Mr. Hampden.--I wished for peace too, as ardently as your lordship, but I saw no hopes of it. The insincerity of the king and the influence of the queen made it impossible to trust to his promises and declarations. Nay, what reliance could we reasonably have upon laws designed to limit and restrain the power of the Crown, after he had violated the Bill of Rights, obtained with such difficulty, and containing so clear an assertion of the privileges which had been in dispute? If his conscience would allow him to break an Act of Parliament, made to determine the bounds of the royal prerogative, because he thought that the royal prerogative could have no bounds, what legal ties could bind a conscience so prejudiced? or what effectual security could his people obtain against the obstinate malignity of such an opinion, but entirely taking from him the power of the sword, and enabling themselves to defend the laws he had passed?
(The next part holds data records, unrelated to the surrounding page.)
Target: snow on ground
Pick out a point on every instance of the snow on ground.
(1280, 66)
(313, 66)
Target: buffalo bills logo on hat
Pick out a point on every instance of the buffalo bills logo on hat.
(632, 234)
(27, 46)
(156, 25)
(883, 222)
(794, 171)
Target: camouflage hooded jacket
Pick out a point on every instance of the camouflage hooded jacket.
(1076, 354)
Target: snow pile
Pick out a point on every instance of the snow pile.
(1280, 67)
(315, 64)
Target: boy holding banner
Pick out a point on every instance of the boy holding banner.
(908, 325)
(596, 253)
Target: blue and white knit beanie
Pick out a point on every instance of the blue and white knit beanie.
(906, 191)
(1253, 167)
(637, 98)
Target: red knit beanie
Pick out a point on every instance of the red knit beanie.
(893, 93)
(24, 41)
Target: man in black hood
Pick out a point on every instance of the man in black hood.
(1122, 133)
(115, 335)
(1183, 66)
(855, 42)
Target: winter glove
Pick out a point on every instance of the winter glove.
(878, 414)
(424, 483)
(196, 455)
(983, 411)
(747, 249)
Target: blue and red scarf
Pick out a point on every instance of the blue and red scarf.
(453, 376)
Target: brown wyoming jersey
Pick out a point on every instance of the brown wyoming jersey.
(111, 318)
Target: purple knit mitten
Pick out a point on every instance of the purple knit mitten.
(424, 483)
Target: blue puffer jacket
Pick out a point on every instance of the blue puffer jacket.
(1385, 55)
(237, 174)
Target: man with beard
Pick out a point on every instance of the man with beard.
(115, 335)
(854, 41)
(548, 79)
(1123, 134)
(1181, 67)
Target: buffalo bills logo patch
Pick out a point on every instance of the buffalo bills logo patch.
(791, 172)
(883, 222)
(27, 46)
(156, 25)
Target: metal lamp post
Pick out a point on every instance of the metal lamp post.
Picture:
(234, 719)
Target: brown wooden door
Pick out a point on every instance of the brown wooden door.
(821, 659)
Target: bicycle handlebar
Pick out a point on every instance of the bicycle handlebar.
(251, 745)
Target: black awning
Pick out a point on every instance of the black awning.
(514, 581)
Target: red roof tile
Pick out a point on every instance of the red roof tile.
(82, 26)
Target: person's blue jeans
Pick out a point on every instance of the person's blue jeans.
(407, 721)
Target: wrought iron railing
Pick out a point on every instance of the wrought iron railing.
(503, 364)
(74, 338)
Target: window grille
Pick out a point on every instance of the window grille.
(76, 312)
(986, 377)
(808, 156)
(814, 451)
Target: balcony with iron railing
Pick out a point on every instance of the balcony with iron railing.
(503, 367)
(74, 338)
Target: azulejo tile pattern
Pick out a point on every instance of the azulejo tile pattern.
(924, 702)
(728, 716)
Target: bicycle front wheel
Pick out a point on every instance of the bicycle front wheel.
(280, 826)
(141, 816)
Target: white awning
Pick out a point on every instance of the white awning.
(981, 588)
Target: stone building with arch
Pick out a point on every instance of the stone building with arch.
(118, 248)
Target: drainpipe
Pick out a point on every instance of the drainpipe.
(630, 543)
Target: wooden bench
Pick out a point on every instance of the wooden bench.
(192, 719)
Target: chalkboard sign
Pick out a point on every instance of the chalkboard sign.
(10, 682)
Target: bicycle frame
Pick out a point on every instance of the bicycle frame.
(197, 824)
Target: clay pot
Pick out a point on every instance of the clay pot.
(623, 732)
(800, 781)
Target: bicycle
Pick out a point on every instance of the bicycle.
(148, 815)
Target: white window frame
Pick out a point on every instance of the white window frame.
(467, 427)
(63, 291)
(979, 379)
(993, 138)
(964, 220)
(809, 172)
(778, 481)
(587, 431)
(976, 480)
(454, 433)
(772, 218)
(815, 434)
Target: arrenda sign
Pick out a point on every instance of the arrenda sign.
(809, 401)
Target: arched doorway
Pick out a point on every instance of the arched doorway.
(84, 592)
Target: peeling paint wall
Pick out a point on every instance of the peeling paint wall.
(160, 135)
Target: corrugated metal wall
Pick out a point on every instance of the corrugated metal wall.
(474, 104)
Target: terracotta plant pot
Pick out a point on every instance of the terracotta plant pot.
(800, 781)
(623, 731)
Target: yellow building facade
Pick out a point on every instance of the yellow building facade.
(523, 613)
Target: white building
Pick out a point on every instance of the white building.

Lord Falkland.--There is evidently too much truth in what you have said. But by taking from the king the power of the sword, you in reality took all power. It was converting the government into a democracy; and if he had submitted to it, he would only have preserved the name of a king. The sceptre would have been held by those who had the sword; or we must have lived in a state of perpetual anarchy, without any force or balance in the government; a state which could not have lasted long, but would have ended in a republic or in absolute dominion.
Mr. Hampden.--Your reasoning seems unanswerable. But what could we do? Let Dr. Laud and those other court divines, who directed the king’s conscience, and fixed in it such principles as made him unfit to govern a limited monarchy--though with many good qualities, and some great ones--let them, I say, answer for all the mischiefs they brought upon him and the nation.
Lord Falkland.--They were indeed much to blame; but those principles had gained ground before their times, and seemed the principles of our Church, in opposition to the Jesuits, who had certainly gone too far in the other extreme.